I have 3 classes and hundreds of attributes each with ~50 values (continuous, but discretized based on quartiles).  After calculating information gain for each attribute I sort the information gain in descending order.  My goal is not to generate a tree, but rather to perform instance-based learning using the cumulative list of attributes selected. 

Something I have not seen in the literature is what to do if a majority of the attributes with the greatest information gain have less impurity but in one particular class.  Given this problem, is there a commonly used method for weighting or selecting attributes which are the purest for a class?  (I have tried selecting attributes with the greatest gain for each class, looping through 3 classes each time I select the next best attribute, and that seemed to work better than just selecting attributes with the greatest gain).  Do I need to "prune" unwanted attributes?  If so, are there any papers which show background methods and criteria for pruning unwanted attributes in instance-based learning?  
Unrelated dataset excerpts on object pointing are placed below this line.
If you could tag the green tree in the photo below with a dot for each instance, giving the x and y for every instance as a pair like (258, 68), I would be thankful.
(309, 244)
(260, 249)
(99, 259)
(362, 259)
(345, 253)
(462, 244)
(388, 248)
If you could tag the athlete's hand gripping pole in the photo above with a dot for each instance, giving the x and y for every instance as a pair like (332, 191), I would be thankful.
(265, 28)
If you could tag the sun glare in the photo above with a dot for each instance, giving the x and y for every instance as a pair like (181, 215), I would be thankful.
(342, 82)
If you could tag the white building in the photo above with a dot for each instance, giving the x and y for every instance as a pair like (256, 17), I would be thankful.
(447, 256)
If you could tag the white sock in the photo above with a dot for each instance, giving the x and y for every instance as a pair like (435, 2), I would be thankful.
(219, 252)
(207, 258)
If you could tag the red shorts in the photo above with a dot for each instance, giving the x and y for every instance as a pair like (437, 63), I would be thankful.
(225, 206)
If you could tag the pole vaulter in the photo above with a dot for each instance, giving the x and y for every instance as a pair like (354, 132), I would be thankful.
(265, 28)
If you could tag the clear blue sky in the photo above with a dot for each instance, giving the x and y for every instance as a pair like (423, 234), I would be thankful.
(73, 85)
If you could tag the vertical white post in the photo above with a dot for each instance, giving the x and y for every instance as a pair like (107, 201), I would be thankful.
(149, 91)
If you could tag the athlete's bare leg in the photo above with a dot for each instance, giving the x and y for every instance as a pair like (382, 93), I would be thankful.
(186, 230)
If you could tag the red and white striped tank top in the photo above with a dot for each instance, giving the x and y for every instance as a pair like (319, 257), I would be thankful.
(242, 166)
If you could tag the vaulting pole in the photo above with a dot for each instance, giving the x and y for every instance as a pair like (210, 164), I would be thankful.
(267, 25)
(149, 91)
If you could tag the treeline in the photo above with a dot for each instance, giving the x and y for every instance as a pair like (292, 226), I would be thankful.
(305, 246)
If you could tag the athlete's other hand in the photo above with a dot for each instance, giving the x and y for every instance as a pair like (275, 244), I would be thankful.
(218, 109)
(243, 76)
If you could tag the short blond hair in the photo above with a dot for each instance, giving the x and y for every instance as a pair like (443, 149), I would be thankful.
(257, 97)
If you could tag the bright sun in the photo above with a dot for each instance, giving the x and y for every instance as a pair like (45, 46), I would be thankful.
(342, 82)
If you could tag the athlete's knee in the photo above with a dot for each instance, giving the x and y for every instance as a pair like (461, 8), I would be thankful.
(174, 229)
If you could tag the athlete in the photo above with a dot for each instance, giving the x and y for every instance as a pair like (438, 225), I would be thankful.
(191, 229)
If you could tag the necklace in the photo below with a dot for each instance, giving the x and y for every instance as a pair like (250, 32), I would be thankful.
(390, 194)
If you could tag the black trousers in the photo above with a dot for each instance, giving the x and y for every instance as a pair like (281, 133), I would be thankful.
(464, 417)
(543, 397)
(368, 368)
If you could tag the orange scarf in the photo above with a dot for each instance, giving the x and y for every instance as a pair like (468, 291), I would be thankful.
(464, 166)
Last, another remaining question is that because my goal is not really to build a hierarchical tree, each time I select an attribute I use the accumulated attribute data and loop through all of the objects (train) in order to assign each object to the predicted class.  Each time I add an attribute, a confusion matrix is generated for classification of all the objects -- from which I obtain accuracy.  So I get a confusion matrix for the cumulative list of attributes at each step.  In this scenario, when should I stop selecting attributes?  Recall that I am not building a tree for which I can assess purity in each node, but rather picking off attributes to train and generate a confusion matrix in instance-based learning.